Ce film est dangereux ! Outre avoir ruiné la santé de ses instigateurs, il envoûte son spectateur telle une messe noire. « Apocalypse now » est est un rite païen qui met en transe les cinéphiles, ces êtres jamais rassasiés du sang versé pour créer leurs cathédrales virtuelles.
C’est en grande partie de là que provient son pouvoir de fascination et aussi son problème.
Le mythe menace sans cesse de faire chavirer l’oeuvre. Quand on voit les bombes au napalm défolier la jungle ou Dennis Hopper jeter des regards fous, il est difficile d’oublier que les 2 choses ne relèvent pas de la fiction.
C’était une autre époque, peut-être l’un des épisodes de la mort du cinéma chère à Godard.
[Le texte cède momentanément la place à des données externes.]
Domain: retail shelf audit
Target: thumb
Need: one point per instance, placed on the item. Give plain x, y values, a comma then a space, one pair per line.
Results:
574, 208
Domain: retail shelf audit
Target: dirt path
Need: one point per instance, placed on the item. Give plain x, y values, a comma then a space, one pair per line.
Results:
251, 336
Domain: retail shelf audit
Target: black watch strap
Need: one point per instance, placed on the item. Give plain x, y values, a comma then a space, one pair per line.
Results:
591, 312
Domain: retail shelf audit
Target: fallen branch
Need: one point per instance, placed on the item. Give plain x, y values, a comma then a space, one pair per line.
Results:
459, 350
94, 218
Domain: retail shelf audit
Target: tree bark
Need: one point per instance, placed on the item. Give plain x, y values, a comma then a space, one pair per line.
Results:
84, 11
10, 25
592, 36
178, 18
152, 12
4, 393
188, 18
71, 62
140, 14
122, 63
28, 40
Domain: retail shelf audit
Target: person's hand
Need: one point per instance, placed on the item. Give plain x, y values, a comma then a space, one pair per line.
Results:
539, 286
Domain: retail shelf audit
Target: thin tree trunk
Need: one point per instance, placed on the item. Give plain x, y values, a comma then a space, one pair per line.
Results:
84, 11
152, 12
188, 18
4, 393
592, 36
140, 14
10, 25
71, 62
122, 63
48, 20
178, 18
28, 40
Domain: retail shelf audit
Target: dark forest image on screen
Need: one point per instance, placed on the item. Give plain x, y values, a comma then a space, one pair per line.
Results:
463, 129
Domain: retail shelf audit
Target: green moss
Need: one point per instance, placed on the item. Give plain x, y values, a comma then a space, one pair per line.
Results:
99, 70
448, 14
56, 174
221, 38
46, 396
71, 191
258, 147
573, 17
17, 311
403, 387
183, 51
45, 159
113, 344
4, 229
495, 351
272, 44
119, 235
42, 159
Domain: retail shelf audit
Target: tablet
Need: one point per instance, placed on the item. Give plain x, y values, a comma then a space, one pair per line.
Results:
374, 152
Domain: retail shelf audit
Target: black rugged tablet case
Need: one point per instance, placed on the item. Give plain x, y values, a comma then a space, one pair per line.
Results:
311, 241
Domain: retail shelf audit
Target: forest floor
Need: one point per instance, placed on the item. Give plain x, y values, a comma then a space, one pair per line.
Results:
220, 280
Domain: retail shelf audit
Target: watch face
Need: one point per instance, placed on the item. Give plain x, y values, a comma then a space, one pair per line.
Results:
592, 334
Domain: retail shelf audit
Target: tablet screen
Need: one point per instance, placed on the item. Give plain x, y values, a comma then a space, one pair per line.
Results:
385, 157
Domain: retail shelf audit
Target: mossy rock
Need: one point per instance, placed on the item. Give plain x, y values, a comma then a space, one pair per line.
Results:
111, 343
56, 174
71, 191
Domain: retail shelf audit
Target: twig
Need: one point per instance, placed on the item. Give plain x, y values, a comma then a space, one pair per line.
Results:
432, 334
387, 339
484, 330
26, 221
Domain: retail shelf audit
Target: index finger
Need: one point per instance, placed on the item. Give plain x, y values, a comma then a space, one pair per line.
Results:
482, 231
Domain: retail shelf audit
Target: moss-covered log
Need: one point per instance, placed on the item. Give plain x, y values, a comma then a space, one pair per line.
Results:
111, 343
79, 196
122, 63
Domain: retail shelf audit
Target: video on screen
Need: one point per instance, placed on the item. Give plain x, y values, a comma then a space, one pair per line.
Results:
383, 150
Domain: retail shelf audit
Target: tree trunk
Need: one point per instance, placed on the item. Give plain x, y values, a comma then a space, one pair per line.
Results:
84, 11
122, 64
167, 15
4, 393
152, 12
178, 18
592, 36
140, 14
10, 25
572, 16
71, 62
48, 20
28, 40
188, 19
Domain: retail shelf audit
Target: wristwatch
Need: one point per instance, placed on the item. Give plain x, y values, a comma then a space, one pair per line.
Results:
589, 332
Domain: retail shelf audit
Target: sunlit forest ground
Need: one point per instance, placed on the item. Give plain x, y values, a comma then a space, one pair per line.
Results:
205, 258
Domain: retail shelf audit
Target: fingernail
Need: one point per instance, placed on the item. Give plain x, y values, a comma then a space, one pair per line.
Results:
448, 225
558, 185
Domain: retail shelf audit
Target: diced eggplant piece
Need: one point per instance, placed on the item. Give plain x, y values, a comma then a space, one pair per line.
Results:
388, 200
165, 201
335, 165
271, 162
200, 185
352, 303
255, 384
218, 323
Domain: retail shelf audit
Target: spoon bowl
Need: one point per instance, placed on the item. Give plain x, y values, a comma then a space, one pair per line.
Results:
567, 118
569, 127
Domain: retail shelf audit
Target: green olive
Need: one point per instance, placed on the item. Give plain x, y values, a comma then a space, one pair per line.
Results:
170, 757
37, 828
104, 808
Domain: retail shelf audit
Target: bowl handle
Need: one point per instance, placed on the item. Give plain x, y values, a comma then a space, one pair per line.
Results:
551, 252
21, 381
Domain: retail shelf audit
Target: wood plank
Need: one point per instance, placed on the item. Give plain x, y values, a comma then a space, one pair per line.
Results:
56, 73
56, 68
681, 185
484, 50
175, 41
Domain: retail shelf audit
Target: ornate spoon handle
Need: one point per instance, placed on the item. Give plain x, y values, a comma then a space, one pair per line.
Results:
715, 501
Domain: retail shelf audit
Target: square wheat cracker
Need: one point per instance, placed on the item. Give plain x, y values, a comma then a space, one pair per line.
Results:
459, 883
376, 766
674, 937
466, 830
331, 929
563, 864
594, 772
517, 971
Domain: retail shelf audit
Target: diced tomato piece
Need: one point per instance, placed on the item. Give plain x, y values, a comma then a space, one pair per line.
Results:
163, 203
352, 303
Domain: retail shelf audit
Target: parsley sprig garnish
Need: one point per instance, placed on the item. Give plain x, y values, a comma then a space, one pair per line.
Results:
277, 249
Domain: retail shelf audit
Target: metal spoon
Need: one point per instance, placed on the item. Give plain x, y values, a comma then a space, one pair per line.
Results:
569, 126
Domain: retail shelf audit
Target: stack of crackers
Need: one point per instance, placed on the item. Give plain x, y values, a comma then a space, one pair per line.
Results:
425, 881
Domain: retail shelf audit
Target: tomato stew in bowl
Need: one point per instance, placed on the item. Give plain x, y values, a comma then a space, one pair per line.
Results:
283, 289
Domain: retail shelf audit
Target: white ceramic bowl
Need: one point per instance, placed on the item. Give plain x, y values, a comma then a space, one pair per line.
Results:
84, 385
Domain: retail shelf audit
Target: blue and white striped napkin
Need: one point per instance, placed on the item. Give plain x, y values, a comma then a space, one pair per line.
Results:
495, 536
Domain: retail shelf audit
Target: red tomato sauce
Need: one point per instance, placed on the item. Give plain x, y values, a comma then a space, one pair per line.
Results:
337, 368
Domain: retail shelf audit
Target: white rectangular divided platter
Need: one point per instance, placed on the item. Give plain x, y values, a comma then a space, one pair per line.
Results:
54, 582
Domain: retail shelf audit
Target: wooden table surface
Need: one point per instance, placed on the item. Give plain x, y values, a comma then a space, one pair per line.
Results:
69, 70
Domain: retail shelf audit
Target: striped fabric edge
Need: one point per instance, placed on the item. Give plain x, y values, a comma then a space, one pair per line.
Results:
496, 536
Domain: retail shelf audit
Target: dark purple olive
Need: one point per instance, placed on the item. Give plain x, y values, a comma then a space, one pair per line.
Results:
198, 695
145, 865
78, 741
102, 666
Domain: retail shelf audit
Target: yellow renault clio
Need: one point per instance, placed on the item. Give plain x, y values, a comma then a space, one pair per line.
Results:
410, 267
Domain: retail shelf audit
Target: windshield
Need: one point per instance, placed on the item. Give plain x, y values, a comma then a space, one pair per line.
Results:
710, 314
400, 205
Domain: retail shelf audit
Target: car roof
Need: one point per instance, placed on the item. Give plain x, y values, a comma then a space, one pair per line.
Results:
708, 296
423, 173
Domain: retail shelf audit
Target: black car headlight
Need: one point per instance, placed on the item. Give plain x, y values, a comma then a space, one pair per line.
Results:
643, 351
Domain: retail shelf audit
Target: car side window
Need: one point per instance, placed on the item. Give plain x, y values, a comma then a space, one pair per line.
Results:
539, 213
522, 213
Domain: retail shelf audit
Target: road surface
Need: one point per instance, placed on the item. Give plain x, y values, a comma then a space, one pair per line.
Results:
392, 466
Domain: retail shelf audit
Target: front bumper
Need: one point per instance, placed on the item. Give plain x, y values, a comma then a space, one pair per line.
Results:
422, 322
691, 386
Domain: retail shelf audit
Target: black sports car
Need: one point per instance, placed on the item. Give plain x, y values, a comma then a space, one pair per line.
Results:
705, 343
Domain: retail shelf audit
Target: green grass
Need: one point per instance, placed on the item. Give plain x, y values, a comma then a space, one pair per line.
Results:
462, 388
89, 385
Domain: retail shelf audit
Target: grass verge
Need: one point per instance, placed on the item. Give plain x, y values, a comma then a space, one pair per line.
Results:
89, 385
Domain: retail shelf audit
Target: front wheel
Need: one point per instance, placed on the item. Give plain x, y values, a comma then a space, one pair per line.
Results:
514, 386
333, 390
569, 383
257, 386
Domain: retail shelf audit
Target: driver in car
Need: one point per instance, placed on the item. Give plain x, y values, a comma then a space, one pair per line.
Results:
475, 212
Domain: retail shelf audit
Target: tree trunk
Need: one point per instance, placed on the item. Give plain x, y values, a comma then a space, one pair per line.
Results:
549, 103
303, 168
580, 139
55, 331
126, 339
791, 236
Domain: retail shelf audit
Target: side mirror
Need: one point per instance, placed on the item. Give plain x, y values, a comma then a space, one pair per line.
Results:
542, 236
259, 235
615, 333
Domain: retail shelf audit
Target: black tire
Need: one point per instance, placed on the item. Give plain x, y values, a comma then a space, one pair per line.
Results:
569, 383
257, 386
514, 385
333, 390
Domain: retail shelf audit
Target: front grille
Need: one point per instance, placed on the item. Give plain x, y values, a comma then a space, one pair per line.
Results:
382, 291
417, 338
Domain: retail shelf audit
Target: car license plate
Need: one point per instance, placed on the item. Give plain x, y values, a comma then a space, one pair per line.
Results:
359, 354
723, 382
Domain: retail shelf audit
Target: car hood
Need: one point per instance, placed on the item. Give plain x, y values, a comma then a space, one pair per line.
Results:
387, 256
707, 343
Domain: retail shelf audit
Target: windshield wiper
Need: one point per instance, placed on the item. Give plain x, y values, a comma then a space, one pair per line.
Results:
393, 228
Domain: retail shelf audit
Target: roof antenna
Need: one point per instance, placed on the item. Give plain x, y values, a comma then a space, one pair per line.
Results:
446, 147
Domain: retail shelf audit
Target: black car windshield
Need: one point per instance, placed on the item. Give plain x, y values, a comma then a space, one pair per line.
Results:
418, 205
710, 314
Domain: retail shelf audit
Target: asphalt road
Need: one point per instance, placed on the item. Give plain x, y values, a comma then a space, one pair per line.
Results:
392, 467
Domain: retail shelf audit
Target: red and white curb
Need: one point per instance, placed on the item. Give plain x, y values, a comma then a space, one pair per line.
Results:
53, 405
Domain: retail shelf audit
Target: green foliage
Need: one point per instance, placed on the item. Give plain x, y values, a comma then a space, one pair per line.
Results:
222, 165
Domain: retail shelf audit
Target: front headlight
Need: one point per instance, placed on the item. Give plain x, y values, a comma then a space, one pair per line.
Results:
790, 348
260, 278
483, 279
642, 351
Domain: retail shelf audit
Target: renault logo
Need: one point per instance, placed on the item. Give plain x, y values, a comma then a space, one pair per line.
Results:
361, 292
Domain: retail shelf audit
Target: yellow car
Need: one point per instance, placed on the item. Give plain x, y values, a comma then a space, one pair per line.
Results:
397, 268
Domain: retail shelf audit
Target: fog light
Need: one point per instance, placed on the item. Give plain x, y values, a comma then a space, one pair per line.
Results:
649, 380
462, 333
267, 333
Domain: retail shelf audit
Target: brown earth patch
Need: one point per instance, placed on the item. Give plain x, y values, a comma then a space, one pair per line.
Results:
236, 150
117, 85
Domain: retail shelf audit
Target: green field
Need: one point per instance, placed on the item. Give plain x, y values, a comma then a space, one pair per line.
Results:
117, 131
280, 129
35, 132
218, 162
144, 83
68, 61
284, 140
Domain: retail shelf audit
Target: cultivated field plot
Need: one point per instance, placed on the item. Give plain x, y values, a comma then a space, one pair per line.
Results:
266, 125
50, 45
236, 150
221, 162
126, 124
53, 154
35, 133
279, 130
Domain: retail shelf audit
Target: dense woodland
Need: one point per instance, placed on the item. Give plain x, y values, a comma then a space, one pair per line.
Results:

Dans son «Nouvel Hollywood», Peter Biskind décrit un concours de bite entre Coppola et William Friedkin, chacun jetant à la face de l’autre les millions de dollars rapportés par «Le parrain» et «L’exorciste». Quelques années plus tard, l’un et l’autre se perdront dans la forêt vierge pour torturer leurs équipes et livrer des chef d’oeuvres, celui de Friedkin se nommant avec pertinence «Sorcerer».
Parallèlement, Werner Herzog tentait de construire un Opéra en Amazonie et Michael Cimino ruinait United Artists avec «La porte du paradis».
On ne pourrait plus faire cela aujourd’hui, et je ne suis pas certain qu’il faille le regretter, si l’on pense aux coupes de cristal, aux pétages de plombs et aux acteurs nourris au chanvre.
On ne pourrait plus faire «Apocalypse now»… et il est impossible de ne pas se prosterner devant ce témoignage d’une période durant laquelle Néron avait pris possession d’Hollywood.